Tottenham have revealed their financial results for the year ended June 30, 2021, where the club has suffered a pre-tax loss of almost £ 150 million over the past two years.
Like all football clubs, Spurs have been financially affected by Covid-19 and often earn a large proportion of their money on match day income. Their match revenue fell from £ 94.5 million in June 2020 to just £ 1.9 million a year later.
Elsewhere, there is almost a negative difference of 25 million pounds in UEFA prize money due to Tottenham dropping out of the Champions League after a four-season stay in Europe’s top club competition. They were in the Europa League last season and are in the Europa Conference League this semester.
The club’s total revenue has fallen from 402.4 million pounds to 361.9 million pounds, with substantial TV and media cash that prevents an even steeper decline.
In a statement on Tottenham’s website, chairman Daniel Levy said: “The financial results published for our year ending June 30, 2021, reflect the challenging period of the pandemic and the incredibly damaging timing of covid-19, which coincided, as it did, with the opening of our stadium in April 2019. With no less than three locks, our business was severely disrupted, even though this was secondary to the impact that everyone felt in their personal and family lives.
“Many of our staff continued to work through all the shutdowns to keep the arena open for local food distribution, NHS vaccination and maternity clinics, along with some important club activities. We are extremely grateful to them.
“We report our results at a time when we are delighted that our fans can return to the arena to cheer on the players. I would like to express a special thank you for their continued support during this extremely difficult period.”

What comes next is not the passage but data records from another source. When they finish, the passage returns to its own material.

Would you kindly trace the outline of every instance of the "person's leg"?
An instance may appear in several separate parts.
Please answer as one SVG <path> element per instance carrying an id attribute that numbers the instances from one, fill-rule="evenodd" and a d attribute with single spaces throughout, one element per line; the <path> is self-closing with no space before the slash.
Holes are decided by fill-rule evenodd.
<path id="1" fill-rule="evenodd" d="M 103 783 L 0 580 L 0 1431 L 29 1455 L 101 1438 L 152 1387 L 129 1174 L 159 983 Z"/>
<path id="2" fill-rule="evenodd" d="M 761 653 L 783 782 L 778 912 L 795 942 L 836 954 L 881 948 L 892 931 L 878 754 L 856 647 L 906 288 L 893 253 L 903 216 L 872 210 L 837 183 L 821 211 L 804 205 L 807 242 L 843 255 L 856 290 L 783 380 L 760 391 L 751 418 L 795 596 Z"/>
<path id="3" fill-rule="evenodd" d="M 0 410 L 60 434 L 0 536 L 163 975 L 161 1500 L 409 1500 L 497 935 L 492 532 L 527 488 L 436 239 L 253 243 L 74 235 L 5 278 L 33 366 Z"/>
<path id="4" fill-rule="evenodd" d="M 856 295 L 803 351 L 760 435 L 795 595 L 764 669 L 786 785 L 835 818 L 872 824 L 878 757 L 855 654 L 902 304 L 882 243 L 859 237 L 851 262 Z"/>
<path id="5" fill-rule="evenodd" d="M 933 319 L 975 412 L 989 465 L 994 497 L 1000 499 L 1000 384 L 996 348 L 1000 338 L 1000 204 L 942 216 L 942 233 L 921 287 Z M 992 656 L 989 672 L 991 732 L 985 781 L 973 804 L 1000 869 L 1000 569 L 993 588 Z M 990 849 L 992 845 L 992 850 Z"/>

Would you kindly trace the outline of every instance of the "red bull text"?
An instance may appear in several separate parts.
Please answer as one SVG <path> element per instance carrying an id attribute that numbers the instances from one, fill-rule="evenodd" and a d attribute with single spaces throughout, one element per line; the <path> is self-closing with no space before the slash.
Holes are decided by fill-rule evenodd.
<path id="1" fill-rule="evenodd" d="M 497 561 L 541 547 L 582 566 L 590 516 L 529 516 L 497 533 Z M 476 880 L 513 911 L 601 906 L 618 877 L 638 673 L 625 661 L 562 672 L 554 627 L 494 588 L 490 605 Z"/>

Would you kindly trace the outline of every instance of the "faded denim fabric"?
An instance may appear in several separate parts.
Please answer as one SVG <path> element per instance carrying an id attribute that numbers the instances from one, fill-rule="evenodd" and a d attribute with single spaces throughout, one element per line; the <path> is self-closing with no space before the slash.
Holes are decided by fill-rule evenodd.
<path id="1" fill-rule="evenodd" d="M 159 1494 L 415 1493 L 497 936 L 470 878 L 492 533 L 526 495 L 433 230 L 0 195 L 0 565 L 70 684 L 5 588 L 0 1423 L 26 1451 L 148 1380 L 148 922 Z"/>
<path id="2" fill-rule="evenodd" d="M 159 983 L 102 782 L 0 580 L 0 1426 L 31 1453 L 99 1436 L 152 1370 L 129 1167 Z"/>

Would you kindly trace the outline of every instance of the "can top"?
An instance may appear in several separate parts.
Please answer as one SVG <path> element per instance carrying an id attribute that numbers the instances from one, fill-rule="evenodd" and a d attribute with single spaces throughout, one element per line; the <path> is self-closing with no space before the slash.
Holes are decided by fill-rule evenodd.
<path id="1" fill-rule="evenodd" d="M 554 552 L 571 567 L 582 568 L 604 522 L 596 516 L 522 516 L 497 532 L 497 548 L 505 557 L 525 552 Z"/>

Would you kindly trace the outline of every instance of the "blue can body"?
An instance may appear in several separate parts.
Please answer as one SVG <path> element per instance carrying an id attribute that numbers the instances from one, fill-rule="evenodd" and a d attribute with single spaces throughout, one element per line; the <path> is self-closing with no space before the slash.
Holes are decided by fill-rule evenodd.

Levy also spoke about how the appointments of Fabio Paratici and Antonio Conte highlight Spur’s ambition, who had previously overseen the disastrous appointment of Nuno Espirito Santo at the start of the campaign, before looking to the future.
He added: “Sustainability is a key word in football. We have seen how fragile a football club’s finances can be and how losses affect the stability of the football pyramid. As guardians, we must protect the club for future generations of fans.
“We have come a long way and we have so much further to go. We remain relentlessly ambitious and are determined to deliver awards and make our supporters proud.”